Além das crescentes necessidades humanitárias, a situação se agrava pela questão do Estreito de Ormuz, uma passagem crucial que representa 20% do petróleo global. O fechamento desta rota já causou um aumento significativo nos preços dos combustíveis, alimentos, energia e fertilizantes em todo o mundo. Fletcher expressou preocupação de que a escalada do conflito possa comprometer ainda mais outras rotas de abastecimento, impactando, especialmente, áreas de urgência na África Subsaariana.

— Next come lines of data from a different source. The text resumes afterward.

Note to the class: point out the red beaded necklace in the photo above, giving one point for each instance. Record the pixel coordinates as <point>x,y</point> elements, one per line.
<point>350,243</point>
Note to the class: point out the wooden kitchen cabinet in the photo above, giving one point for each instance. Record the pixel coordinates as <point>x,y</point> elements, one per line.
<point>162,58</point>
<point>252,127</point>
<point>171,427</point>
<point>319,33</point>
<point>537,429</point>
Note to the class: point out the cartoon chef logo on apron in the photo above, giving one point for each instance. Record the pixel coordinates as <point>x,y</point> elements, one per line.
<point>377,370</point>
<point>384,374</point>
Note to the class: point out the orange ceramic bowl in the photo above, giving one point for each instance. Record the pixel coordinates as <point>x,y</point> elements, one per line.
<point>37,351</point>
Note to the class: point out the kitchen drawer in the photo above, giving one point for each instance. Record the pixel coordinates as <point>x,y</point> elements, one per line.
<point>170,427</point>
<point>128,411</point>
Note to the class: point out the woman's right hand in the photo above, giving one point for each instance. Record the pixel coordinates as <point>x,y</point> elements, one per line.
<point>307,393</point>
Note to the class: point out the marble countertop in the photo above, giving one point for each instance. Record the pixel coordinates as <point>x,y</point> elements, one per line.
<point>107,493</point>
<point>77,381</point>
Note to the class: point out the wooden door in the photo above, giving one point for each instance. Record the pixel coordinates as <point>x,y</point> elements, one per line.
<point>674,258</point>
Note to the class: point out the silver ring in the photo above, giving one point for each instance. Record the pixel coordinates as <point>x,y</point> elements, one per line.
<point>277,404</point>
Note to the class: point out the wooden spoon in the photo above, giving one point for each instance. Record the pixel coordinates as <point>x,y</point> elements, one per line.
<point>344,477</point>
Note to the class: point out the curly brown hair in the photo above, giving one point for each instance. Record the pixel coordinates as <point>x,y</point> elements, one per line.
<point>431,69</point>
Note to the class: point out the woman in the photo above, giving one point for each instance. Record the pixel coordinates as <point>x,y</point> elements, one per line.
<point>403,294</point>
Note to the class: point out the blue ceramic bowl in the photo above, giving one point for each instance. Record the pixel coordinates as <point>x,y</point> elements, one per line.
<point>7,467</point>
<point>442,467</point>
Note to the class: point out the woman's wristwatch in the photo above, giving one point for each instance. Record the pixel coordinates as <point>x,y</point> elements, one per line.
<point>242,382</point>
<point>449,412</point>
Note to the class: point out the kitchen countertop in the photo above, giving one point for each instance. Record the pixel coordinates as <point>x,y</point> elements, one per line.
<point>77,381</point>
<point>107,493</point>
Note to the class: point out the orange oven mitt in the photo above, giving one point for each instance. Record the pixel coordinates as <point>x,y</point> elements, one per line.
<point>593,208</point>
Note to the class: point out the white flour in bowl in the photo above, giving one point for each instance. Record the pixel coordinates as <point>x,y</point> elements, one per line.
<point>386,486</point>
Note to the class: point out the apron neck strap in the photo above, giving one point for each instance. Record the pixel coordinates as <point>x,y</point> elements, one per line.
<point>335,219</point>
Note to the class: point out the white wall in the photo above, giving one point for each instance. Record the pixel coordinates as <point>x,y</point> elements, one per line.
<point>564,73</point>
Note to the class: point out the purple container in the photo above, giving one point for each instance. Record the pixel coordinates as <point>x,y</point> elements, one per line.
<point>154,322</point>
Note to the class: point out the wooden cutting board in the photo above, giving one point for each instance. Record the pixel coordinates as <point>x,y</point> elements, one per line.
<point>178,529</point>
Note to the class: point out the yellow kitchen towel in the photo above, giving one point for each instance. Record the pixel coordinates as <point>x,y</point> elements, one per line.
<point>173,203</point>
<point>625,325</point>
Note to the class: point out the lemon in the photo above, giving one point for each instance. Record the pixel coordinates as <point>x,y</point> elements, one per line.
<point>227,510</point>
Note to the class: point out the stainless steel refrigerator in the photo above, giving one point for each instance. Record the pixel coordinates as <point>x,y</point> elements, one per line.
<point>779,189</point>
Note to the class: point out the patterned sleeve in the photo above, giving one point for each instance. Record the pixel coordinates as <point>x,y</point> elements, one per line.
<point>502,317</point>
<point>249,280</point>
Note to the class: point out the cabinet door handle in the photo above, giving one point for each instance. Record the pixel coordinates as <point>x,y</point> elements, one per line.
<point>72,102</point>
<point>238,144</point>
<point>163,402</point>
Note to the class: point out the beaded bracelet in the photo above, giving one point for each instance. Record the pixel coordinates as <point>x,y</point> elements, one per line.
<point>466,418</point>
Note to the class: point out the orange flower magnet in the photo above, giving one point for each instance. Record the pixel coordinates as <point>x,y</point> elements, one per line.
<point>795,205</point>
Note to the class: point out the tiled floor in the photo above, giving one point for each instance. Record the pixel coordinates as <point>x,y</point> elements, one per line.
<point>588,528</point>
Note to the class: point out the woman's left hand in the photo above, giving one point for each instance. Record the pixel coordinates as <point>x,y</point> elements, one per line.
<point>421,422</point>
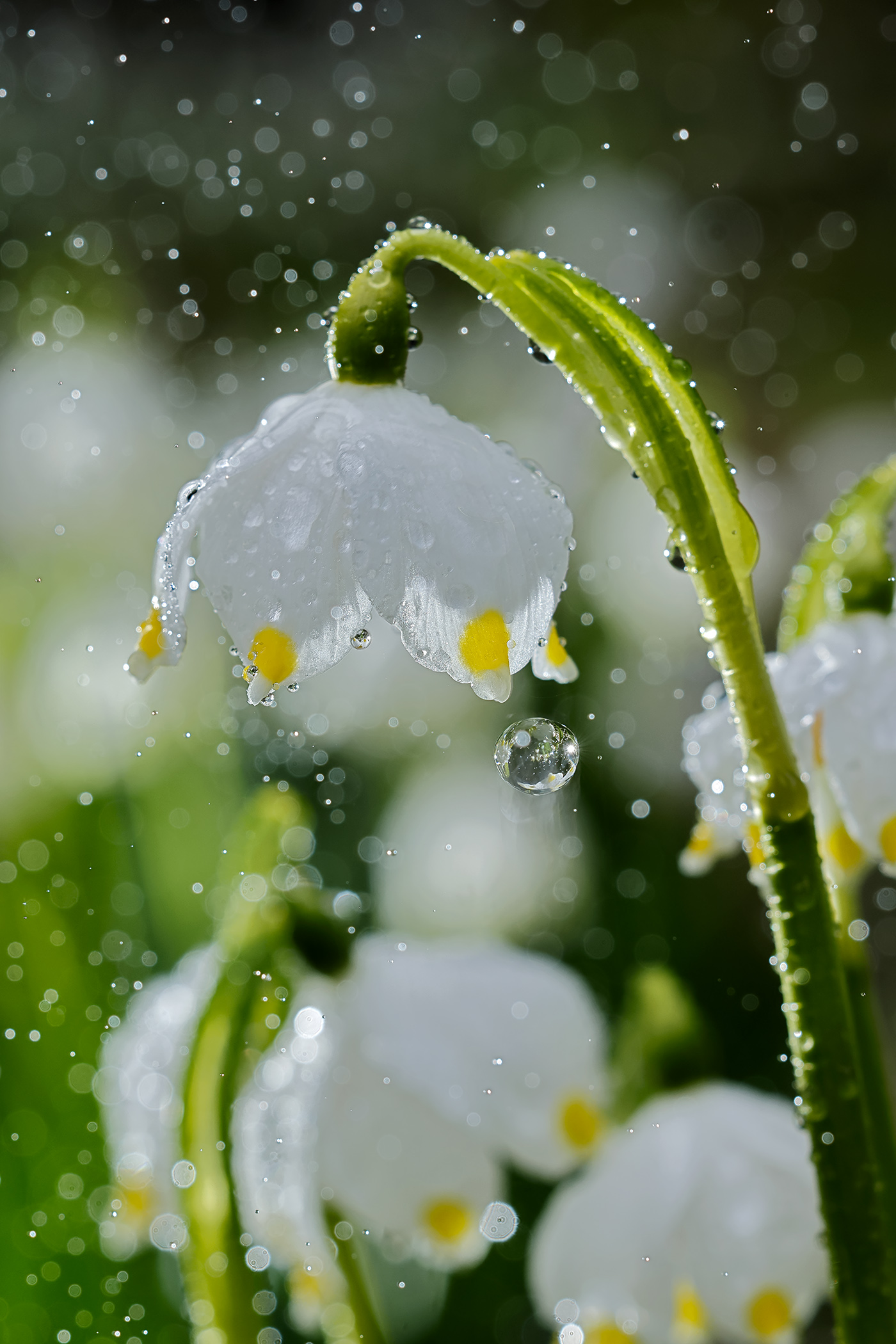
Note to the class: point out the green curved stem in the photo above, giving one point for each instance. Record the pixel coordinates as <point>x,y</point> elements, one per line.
<point>218,1283</point>
<point>649,410</point>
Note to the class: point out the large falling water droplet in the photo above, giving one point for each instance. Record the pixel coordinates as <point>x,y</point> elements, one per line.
<point>536,756</point>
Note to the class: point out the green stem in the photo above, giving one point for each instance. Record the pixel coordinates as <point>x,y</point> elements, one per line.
<point>348,1251</point>
<point>650,410</point>
<point>218,1283</point>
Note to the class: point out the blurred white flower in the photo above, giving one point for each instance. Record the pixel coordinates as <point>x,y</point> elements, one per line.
<point>396,1097</point>
<point>428,1070</point>
<point>836,694</point>
<point>698,1219</point>
<point>84,723</point>
<point>139,1081</point>
<point>354,499</point>
<point>467,854</point>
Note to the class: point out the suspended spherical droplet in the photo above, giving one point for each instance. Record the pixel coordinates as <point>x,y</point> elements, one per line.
<point>183,1174</point>
<point>536,756</point>
<point>168,1231</point>
<point>499,1222</point>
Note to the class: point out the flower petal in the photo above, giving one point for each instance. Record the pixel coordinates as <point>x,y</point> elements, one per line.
<point>163,635</point>
<point>139,1082</point>
<point>551,662</point>
<point>499,1039</point>
<point>354,498</point>
<point>419,1183</point>
<point>701,1215</point>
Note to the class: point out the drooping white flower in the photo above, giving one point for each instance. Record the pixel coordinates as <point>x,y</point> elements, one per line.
<point>836,694</point>
<point>441,1065</point>
<point>351,499</point>
<point>396,1096</point>
<point>698,1219</point>
<point>139,1084</point>
<point>469,855</point>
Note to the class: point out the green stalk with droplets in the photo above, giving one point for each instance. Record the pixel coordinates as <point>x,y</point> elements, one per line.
<point>845,568</point>
<point>649,410</point>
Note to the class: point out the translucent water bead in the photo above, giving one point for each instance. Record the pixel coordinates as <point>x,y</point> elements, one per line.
<point>536,756</point>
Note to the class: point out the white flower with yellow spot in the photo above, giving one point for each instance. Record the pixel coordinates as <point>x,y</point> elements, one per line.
<point>139,1081</point>
<point>348,500</point>
<point>442,1065</point>
<point>836,694</point>
<point>699,1219</point>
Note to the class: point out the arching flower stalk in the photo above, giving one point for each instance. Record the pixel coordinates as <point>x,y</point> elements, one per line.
<point>367,525</point>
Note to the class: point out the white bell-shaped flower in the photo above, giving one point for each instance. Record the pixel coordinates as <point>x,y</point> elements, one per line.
<point>504,1042</point>
<point>698,1220</point>
<point>139,1084</point>
<point>469,855</point>
<point>351,499</point>
<point>836,694</point>
<point>441,1065</point>
<point>397,1097</point>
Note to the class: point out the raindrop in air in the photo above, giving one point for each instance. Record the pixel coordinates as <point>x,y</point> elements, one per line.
<point>183,1174</point>
<point>536,756</point>
<point>499,1222</point>
<point>168,1231</point>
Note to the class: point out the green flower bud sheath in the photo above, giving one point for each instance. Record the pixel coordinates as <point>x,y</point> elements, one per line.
<point>649,409</point>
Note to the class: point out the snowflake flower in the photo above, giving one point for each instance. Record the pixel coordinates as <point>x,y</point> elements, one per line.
<point>396,1096</point>
<point>698,1219</point>
<point>429,1070</point>
<point>141,1070</point>
<point>352,499</point>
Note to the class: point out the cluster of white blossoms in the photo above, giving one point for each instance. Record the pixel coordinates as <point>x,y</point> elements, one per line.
<point>698,1220</point>
<point>835,689</point>
<point>139,1084</point>
<point>349,500</point>
<point>396,1096</point>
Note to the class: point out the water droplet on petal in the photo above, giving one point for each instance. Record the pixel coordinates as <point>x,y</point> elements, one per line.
<point>536,756</point>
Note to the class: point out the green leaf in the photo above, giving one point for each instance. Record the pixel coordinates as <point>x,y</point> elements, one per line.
<point>845,566</point>
<point>661,1042</point>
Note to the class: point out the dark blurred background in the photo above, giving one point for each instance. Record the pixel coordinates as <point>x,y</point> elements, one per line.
<point>184,189</point>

Reiterando o compromisso da ONU, Fletcher assegurou que a organização não se afastará de sua missão de proteger civis e a infraestrutura civil. Ele observou que no ano passado, 90% das mortes resultantes de ataques haviam como alvo civis, incluindo trabalhadores humanitários que devem ser resguardados em situações de conflito. A comunidade global, portanto, precisa urgente e coletivamente se mobilizar para enfrentar essa crise humanitária cada vez mais alarmante.